Vallín recuerda al magistrado
García-Castellón la humillación (usa esta palabra) de la que fue objeto por
parte del Supremo y su conversión en “un artefacto político cierto, con un
sentido, un objetivo, y una utilidad patentes”. Habla abiertamente de las
causas contra Isa Serra y Alberto Rodríguez como causas “de obscena intención”,
y no tiene problema en señalar a sus propios colegas de las “mesas camilla”
(hallazgo notable para definir al más repugnante grupo de tertulianos patrios)

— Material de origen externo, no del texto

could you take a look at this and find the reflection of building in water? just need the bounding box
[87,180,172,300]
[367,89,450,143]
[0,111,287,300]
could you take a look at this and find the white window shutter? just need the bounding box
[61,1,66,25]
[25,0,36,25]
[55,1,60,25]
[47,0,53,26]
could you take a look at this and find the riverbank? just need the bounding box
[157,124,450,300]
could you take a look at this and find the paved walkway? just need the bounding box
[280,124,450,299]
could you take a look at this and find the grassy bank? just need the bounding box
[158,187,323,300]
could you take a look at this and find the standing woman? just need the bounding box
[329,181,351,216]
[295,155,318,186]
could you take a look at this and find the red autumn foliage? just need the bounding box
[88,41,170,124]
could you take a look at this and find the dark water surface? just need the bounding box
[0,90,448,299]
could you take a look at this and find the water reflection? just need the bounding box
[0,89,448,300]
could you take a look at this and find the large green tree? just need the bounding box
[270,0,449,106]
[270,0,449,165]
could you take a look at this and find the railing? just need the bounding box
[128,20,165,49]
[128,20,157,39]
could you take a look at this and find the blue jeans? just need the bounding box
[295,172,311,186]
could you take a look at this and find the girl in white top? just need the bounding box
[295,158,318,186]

y a la corte de periodistas amigos del comisario Villarejo como participantes
de la “batalla campal a bayoneta calada de los togados”. Vallín pone incluso la
cara colorada a los “novísimos y quirúrgicos servicios de fact-checking”
afanados en “desmentir los bulos de WhatsApp para abuelas”, pero que “no dicen
ni mu de la salubridad del ecosistema informativo”, y lamenta que el periodismo
se haya convertido en un “cuerpo de policía sin servicio de asuntos internos”,
esto es, un cuerpo tendencialmente corporativo y corrupto (esto último ya es
interpretación mía, que el bueno de Pedro ya tiene bastante con lo suyo).
Estos días las portadas vuelven a
hablar de Podemos y de Venezuela, al tiempo que el CIS señala el ascenso de UP
y la creciente popularidad de Yolanda Díaz
Pedro Vallín, en un libro sin
precedentes, ha puesto el cascabel a un inmenso gato señalando a las claras el
mayor problema de la democracia española: la existencia de poderes del Estado y
poderes mediáticos que protegen sus intereses actuando contra sus enemigos
fuera de la ley y contra la democracia, queriendo hacer creer que actúan en
nombre de la ley y en defensa de la democracia.
Si ha existido y existe lawfare
en España no es solo contra Podemos; eso es una evidencia. Pero la guerra
ilegítima contra una fuerza política que, en lugar de enfrentarse con el
Estado, ha tratado de contribuir a su democratización asumiéndolo como terreno
ineludible de la acción política ha revelado mejor que nada la verdadera
naturaleza de la derecha judicial, policial, política, mediática y económica
española. Aquí no se puede poner como excusa del lawfare una suerte de
autodefensa del Estado frente al terrorismo o la secesión de una parte del
territorio. En este caso el poder ha mandado un mensaje claro: el Estado es
nuestro y solo aceptaremos la democracia si no altera esa relación.
Estos días las portadas de los
tabloides y las mesas camilla vuelven a hablar de Podemos y de Venezuela, al
tiempo que el CIS señala el ascenso de UP y la creciente popularidad electoral
de Yolanda Díaz. Estén preparados para todo lo que venga y recuerden al abogado
Davidek: “Podemos decir lo que queramos del señor Gallagher y él no puede
perjudicarnos. La democracia está a salvo”.